I've read all the documentation on the subject, but it seems I can't grasp the whole concept of Python coroutines well enough to implement what I want to do.
I have a background task (which generates some random files, but that doesn't much matter), and it does this in an infinite loop (this is a watcher).
I would like to implement this background task in the most efficient way possible, and I thought that microthreads (aka coroutines) were a good way to achieve that, but I can't get it to work at all (either it the background task runs or either the rest of the program, but not both at the same time!).
Could someone give me a simple example of a background task implemented using coroutines?

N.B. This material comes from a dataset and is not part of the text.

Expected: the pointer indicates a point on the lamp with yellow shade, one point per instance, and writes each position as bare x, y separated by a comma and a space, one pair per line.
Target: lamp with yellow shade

Or am I being mistaken in thinking that coroutines could be used for that purpose?
I am using Python 2.7 native coroutines.
I am well versed into concurrency, particularly with DBMSes and Ada, so I know a lot about the underlying principles, but I'm not used to the generator-as-coroutines concept which is very new to me.
/EDIT: here is a sample of my code, which I must emphasize again is not working:
@coroutine
def someroutine():
with open('test.txt', 'a') as f:
f.write('A')
while True:
pass
yield 0
@coroutine
def spawnCoroutine():
result = yield someroutine()
yield result
routine = spawnCoroutine()
print 'I am working in parallel!'
# Save 'A' in the file test.txt, but does not output 'I am working in parallel!'
Note: @coroutine is a decorator from coroutine.py provided by David Beazley
/FINAL EDIT AND SOLUTION RECAP
Ok my question was closed because it was seemingly ambiguous, which as a matter of fact is the very purpose of my question: to clarify the usage of Coroutines over Threading and Multiprocessing.
Luckily, a nice answer was submitted before the dreadly sanction occurred!
To emphasize the answer to the above question: no, Python's coroutines (nor bluelet/greenlet) can't be used to run an independent, potentially infinite CPU-bound task, because there is no parallelism with coroutines.
This is what confused me the most. Indeed, parallelism is a subset of concurrency, and thus it is rather confusing that the current implementation of coroutines in Python allow for concurrent tasks, but not for parallel tasks! This behaviour is to be clearly differentiated with the Tasks concept of concurrent programming languages such as Ada.
Also, Python's Threads are similar to coroutines in the fact that they generally switch context when waiting for I/O, and thus are also not a good candidate for independent CPU-bound tasks (see David Beazley's Understanding the GIL).
The solution I'm currently using is to spawn subprocesses with the multiprocessing
module. Spawning background processes is heavy, but it's better than running nothing at all. This also has the advantage to allow for distributing computation.
As an alternative, on Google App Engine, there are the deferred module and the background_thread module which can offer interesting alternatives to multiprocessing (for example by using some of the libraries that implement the Google App Engine API like typhoonae, although I'm not sure they have yet implemented these modules).